Two people – a 35-year-old man and a 25-year-old woman – have been arrested on suspicion of being concerned in the supply of class B drugs after police executed two search warrants this morning. The man has also been arrested on suspicion of money laundering.
Shortly after 7.30am officers from Plymouth police’s south and central CID and neighbourhood teams attended a flat in a residential property in Houndiscombe Road, Mutley, where they carried out a search.
Keys were acquired and officers carried out a further search of the Holy Smoke hut-like store which sits near the Voodoo Lounge club and the Jigsaw Garden.
Police have told Plymouth Live a four-figure sum of cash was seized from the residential property along with cultivation equipment including grow lamps, tents, trays and fertilizer.
Police revealed that a “substantial quantity of suspected cannabis” and other drug-related paraphernalia was also found at the property. A number of bottles of “e-liquid” purporting to contain “90 percent THC” have also been seized.

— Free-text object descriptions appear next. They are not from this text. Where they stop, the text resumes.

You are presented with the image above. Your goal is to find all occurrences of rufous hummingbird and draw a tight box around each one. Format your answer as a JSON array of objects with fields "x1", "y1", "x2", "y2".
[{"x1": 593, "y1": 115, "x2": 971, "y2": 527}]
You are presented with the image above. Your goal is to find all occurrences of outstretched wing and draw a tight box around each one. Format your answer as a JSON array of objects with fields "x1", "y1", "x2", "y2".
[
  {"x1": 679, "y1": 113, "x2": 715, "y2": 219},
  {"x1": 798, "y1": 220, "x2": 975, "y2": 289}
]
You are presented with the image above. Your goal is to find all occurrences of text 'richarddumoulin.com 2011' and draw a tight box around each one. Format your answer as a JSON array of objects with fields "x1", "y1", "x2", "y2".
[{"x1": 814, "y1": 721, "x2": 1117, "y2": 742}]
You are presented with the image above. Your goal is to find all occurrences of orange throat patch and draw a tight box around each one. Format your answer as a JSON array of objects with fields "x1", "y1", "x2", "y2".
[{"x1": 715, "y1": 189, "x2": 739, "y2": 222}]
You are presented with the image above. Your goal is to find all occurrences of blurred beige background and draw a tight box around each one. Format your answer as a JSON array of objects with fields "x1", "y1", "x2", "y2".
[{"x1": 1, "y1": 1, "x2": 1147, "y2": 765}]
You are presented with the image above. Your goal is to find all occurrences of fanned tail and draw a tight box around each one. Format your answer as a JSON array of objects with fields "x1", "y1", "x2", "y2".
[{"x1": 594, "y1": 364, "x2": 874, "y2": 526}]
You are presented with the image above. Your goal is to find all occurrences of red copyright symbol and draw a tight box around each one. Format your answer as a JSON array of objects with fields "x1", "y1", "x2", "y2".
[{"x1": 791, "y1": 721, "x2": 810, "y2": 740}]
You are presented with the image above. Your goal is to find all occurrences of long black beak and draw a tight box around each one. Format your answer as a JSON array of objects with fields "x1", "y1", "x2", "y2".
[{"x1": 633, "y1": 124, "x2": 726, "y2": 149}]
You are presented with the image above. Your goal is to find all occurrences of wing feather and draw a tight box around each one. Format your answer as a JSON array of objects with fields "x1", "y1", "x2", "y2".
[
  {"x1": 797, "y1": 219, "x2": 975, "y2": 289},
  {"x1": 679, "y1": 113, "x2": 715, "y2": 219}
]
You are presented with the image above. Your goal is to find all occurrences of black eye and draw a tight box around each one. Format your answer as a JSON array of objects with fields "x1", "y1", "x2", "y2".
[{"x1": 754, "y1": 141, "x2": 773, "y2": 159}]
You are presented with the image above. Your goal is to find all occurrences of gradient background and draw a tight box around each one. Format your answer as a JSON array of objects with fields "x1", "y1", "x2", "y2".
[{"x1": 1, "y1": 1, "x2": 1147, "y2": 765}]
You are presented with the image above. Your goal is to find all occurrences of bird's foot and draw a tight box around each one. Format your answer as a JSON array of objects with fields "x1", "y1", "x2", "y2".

Detectives also seized a number of mobile phones, a laptop, a SUV Dodge Nitro vehicle and a quantity of documentation including invoices.
Scene of Crime Officers have also been at the property to carry out forensic examinations.
Officers also seized CCTV recording equipment from the Holy Smoke store, which is rented from the nearby Methodist Central Hall.
This morning’s operation was described as pre-planned and police have revealed it came about following analysis of herbal material recovered from juveniles arrest following a theft from the Holy Smoke store.
Insp Robin Loveridge, neighbourhood inspector for the city centre, told Plymouth Live the theft of bell jars containing herbal matter from the store was reported to police. Two juveniles were traced and the jar and its contents were recovered, but police took the step of having the material tested in a laboratory.
Insp Loveridge said: “It came back as positive for THC – we don’t look at percentages with regard to cannabis. In effect, it is a class B drug and our view was we have to investigate this as the suspected selling of a class B drug.
“We went to our force legal department for advice and looked at the Home Office guidelines on the matter.
“Officer from the neighbourhood team went to the store and spoke to the proprietor. He has produced a certificate which we passed to our force legal department.
“Home Office guidelines show that you have to have certain licences to grow cannabis. There are no licences to sell cannabis to the public.
“Our CID team has carried out the investigation and executed the search warrants and the neighbourhood policing teams will pick up the community fall-out from today’s operation.”
Insp Loveridge stressed the reason there appeared to be a large number of officers involved in what was considered a small and simple operation was because a number of the officers involved were undergoing training alongside tutor officers. He said the operation gave them opportunity to learn the process of a section 8 PACE [Police and Criminal Evidence Act] search warrant.
He added: “This was a pre-planned operation and had been in the planning stage for some time, certainly well before the article [about the Holy Smoke store] appeared on the Plymouth Live website.
“The article did not change our time frame for out action.
“We would like to point out at this stage that once evidence is gathered it will be passed to the Crown Prosecution Service for their decision about further action or disposal.”
In a further police statement, Det Con Pablo Beckhurst, who is leading the investigation, noted that under current law any substance which has any level of THC in it is an illegal substance under the Misuse of Drugs Act 1971.
He added that following with the Devon and Cornwall Police legal department “the issue is not so much what is on the packaging but rather what the substance contains, ie any THC.
“Some companies have been found to rely on the analysis from a third party from overseas – which may or may not relate to the sample being sold – and there is not way the police can realistically verify the reliability of the tester who appears to be overseas.
“Be that as it may, it is not a defence, even though sellers of these products believe it may be.
“A proportion of THC under the frequently mentioned 0.2 limit may justify an application for a licence to use the items in a commercial production sense – eg for the production of hemp fibre – but that is wholly different from saying you can possess or sell it as it has THC of under 0.2 percent.”
Plymouth City Council staff also joined police during the operation.
A council spokesperson said: “We are working with the police as part of a multi-disciplinary team, after two search warrants were executed this morning. We are gathering information and evidence about the use of the premise due to concerns about illegal activity.”